The two patrolies looked in through the swinging doors up front when Perry and I were halfway to the service corridor. Their sunburned faces lighted up when they saw me, and they shoved the doors wider to command the room with their bell-mouthed freeze guns. Behind them on the street stood their tandem air-scooter, lights on and motor purring.

"You're under arrest, Bailey," one of them called. He was a corporal, and it was written all over him that he saw a sergeant's rating coming for this night's work. "Come out of that!"

I got a firmer grip on Perry's collar.

"Come and get me," I called back, knowing what would happen if they did.

They came in on the double with their freeze guns ready—and halted, looking sheepish, when the smiley's aura got to them.

"Aw, forget it," the corporal said. "You're a good guy, Bailey. Go ahead. Go anywhere you like."

"Sure," the other seconded. "Take our air-scooter if you want. Need any extra credits where you're going?"

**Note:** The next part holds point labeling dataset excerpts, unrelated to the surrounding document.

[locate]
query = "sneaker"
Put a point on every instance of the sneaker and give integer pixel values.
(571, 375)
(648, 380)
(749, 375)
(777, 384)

I headed for the service with Perry again but we had waited too long. One of Shanig's uglies was standing in the doorway with a foolish grin on his face, and I knew there would be others waiting in the alley outside. And those others wouldn't be under Joey's influence.

So I cut for the front entrance instead, dragging Perry like a bag of old laundry. The patrolies' air-scooter stood purring at the curb. I draped Perry across it and jumped for the operator's seat, expecting to be beamed down any second. I'd have made it, too, but for Perry.

Perry had taken on a monumental load of skohl during the day, and the instant he was out of Joey's influence the inflated little ego of him demanded to be heard. He scrambled off the air-scooter, swelled out his size thirty-two chest and launched into an old rocketroom ballad—a smutty saga listing the personal iniquities of the Captain Crow who led the first Mars flight just before the turn of the century.